After training a model, you probably want to make predictions on new, unseen data. Just like a sklearn estimator, you can call the prediction methods from the model, e.g., atom.tree.predict(X).

All prediction methods transform the provided data through the pipeline in the model's branch before making the predictions. Transformers that should only be applied on the training set are excluded from this step (e.g., outlier pruning or class balancing).

The available prediction methods are the standard methods for predictors in sklearn's and sktime's API.

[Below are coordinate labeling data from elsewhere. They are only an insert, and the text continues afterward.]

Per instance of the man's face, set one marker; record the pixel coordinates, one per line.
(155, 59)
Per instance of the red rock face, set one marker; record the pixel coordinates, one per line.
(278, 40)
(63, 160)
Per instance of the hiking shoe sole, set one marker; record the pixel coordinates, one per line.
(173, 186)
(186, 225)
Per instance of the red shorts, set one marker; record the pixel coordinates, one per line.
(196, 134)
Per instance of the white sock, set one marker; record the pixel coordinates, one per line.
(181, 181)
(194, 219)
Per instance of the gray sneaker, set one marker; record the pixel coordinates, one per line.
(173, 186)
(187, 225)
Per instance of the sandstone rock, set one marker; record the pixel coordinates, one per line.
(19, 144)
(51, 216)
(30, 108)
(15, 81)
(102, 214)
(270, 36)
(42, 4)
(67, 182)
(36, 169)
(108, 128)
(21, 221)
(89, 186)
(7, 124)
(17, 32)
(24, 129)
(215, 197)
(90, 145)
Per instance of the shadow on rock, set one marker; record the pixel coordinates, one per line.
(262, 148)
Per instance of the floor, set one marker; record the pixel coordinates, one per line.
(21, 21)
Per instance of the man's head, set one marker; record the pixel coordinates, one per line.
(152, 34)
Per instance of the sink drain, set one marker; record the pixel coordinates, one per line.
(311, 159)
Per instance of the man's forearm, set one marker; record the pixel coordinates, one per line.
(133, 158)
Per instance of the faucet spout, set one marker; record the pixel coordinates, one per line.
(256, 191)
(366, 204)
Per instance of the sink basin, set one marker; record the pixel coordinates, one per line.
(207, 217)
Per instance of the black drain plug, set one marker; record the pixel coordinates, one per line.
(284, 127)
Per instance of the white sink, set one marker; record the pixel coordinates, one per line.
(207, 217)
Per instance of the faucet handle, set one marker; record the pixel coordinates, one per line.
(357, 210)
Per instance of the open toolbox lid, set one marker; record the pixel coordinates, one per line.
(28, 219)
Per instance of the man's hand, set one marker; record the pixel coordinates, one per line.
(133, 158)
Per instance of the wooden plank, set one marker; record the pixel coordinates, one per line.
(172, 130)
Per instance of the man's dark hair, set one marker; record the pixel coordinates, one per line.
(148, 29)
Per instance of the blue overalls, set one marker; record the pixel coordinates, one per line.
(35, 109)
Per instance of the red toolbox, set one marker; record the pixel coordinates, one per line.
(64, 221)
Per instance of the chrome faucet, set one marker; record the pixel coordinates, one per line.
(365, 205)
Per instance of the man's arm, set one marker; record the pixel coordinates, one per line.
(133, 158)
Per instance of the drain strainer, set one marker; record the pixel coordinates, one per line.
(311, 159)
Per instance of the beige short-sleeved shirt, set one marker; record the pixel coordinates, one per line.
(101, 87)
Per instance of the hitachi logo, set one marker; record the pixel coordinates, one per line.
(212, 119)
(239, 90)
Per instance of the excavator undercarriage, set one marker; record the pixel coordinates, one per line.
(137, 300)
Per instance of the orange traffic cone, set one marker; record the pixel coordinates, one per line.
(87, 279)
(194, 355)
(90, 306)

For classification and regression tasks:

decision_functionGet confidence scores on new data or existing rows.
predictGet predictions on new data or existing rows.
predict_log_probaGet class log-probabilities on new data or existing rows.
predict_probaGet class probabilities on new data or existing rows.
scoreGet a metric score on new data.

For forecast tasks:

predictGet predictions on new data or existing rows.
predict_intervalGet prediction intervals on new data or existing rows.
predict_probaGet probabilistic forecasts on new data or existing rows.
predict_quantilesGet quantile forecasts on new data or existing rows.
predict_varGet variance forecasts on new data or existing rows.
scoreGet a metric score on new data.

Warning

The score method return atom's metric score, not the metric returned by sklearn/sktime's score method for predictors. Use the method's metric parameter to calculate a different metric.

Note

  • The output of ATOM's methods are pandas objects, not numpy arrays.
  • The predict_proba method of some meta-estimators for multioutput tasks (such as MultioutputClassifier) return 3 dimensions, namely, a list of arrays with shape=(n_samples, n_classes). One array per target column. Since ATOM's prediction methods return pandas objects, such 3-dimensional arrays are converted to a multiindex pd.DataFrame, where the first level of the row indices are the target columns, and the second level are the classes.
  • The prediction results are cached after the first call to avoid consequent expensive calculations. This mechanism can increase the size of the instance for large datasets. Use the clear method to free the memory.

It's also possible to get the prediction for a specific row or rows in the dataset. See the row and column selection section in the user guide to learn how to select the rows, e.g., atom.rf.predict("test") or atom.rf.predict_proba(range(100)).

Note

For forecast models, prediction on rows follow the ForecastingHorizon API. That means that using the row index works, but for example using atom.arima.predict(1) returns the prediction on the first row of the test set (instead of the second row of the train set).